Added that to the zram-config.service
in openhabian-zram
repo.
Looks good at first sight, cross your fingers ....
I'm hopeful, this has been a real PITA. Ideally that would allow for proper execution without need for zramsync.
Unfortunately not (I tried right away, of course) but at least we only need a single service.
So it is working correctly and syncing with zramsync now right?
Apparently yes but I'd like others to validate.
I will test this afternoon.
eventually use the latest image with clonebranch=testbuild so you can validate multiple PRs in one go. (else you need to fetch latest openhabian-zram repo)
I have to wait to test the other PRs until I get a usb SD card reader as I don't have one available at the moment. I'll just uninstall and reinstall zram as that will update the repo.
I don't think it is working correctly as the RequiresMountsFor would prevent it from starting zram on boot as those DIrs would not be mounted and as such would fail.
See https://github.com/mstormi/openhabian-zram/pull/5 for continued info
I presume you have seen https://community.openhab.org/t/mapdb-no-restore-at-startup-for-item-status/102835/61 But I just don't know what else to check now that zram start seems to always work on my test system. My hope is just it is because of storage.mount and dependencies intro'd in #1077.
Did you have him reinstall the timesync dhcp hook to see if that fixes the issue?
not explicitly but I had him reinstall and as that's in master now it should be there.

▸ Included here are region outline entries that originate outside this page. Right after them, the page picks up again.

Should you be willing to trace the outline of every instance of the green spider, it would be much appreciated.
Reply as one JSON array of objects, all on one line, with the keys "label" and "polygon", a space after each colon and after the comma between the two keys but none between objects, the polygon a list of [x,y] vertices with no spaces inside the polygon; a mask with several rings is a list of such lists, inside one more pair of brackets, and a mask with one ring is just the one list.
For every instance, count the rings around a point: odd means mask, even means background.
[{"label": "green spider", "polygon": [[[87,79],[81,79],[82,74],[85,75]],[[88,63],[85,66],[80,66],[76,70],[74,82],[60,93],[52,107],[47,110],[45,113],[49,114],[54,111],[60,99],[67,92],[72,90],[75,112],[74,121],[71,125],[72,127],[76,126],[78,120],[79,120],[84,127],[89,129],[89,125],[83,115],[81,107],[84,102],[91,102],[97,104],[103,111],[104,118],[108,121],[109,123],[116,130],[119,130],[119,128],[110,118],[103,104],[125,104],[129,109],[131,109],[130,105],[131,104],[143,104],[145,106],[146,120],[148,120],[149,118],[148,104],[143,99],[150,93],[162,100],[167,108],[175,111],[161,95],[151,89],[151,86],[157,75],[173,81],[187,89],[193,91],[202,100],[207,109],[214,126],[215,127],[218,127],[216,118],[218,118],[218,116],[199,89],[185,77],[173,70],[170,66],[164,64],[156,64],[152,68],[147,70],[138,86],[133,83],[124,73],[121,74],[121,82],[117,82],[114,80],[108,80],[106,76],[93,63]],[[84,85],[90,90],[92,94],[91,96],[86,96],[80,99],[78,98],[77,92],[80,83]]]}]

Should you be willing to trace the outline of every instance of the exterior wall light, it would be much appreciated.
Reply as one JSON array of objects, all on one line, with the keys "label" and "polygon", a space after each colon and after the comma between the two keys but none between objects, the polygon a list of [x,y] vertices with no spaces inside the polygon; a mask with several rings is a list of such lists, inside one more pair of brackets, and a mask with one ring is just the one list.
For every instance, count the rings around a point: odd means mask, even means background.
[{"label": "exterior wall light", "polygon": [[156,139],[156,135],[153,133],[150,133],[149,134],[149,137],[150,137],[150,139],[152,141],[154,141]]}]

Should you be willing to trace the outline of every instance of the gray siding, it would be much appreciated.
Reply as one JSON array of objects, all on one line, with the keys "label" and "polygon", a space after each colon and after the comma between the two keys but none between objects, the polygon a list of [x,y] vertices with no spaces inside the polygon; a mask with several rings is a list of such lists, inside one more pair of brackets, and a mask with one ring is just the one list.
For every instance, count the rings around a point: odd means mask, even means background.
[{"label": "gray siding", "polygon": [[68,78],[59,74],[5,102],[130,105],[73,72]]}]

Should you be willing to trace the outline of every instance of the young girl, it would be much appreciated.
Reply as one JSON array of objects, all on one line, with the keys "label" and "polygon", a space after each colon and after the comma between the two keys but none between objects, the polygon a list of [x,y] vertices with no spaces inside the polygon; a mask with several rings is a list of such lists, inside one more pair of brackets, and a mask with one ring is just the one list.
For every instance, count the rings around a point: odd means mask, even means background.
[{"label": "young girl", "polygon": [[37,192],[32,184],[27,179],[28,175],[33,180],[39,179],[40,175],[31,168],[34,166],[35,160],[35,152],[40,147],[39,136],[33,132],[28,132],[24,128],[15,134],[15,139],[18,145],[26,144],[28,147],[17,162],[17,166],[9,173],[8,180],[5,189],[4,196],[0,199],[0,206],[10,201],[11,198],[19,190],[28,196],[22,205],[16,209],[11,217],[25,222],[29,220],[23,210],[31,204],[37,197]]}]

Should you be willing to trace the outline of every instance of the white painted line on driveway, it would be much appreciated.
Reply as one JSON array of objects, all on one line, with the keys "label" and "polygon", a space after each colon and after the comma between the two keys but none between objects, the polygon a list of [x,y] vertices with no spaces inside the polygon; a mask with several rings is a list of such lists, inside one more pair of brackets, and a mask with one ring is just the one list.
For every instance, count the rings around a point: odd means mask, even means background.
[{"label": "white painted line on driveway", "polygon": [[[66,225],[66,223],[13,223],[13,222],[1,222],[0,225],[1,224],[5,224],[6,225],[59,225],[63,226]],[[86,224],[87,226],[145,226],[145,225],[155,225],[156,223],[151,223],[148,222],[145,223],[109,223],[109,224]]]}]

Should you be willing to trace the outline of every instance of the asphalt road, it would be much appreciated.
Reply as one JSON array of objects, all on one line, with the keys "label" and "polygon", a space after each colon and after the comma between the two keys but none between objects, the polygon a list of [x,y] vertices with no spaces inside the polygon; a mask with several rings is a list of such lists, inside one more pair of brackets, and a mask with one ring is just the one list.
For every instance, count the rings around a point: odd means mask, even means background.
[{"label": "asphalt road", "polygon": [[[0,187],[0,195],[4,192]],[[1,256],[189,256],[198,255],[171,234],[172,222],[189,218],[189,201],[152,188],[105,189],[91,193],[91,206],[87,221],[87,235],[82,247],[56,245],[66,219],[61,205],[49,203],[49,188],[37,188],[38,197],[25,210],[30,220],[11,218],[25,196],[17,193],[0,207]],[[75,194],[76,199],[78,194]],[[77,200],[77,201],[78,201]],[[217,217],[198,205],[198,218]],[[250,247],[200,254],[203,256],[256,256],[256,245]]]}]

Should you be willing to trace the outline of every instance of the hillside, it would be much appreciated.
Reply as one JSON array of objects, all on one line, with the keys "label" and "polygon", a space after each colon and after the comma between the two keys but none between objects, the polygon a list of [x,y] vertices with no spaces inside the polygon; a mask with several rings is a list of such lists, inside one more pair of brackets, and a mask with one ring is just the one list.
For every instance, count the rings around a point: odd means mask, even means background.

See my latest post at https://community.openhab.org/t/mapdb-no-restore-at-startup-for-item-status/102835/66
Not sure why local-fs.target depends on srv-openhab2*.mount
.
/srv/... is loopback mounts that require the mount they loop back to exist so After=local-fs.target in their .service definitions should be about right.
Eventually any .mount
implicitly is part oflocal-fs.target
?
See also https://unix.stackexchange.com/questions/519221/how-can-i-solve-this-ordering-cycle-in-a-mount-unit
I'm thinking to remove those /srv
mounts and export the real dir(s) instead but that's only the second best option.
If possible I'd like to keep those.
As there's reports of mapdb persistence data (to run on ZRAM) not being restored, I've investigated how zram behaves and found out that if you simply 'reboot', changes sometimes are lost.
I'm asking all of you for help. I just don't understand what's going on here.
[ hint for debugging: the lower FS contains the directory as it existed when ZRAM starts for a dir. It's mounted under /opt/ram/*.bind so I use [
date>/var/lib/openhab2/persistence/date
andcat /opt/zram/persistence.bind/date /var/lib/openhab2/persistence/date
after startup to see the last modification date ]On boot persistence files are what they used to be on last time's zram start. When you manually systemctl stop zram-config before boot, files are apparently correctly synced to lower FS (on SD card).
So this seems to be a systemd config problem !? Apparently there's no systemctl stop zram-config being carried out ? Anybody proficient in debugging systemd startup/shutdown order ?Preliminary investigations show zram-config stop is called. But it does not always work.
Another possibly relevant detail: freshly after boot, with oh2 running, I get a warning although I don't modify any systemd config files:
There's a known bug to output this but I'm not sure if that is what I hit because that is said to be just cosmetic.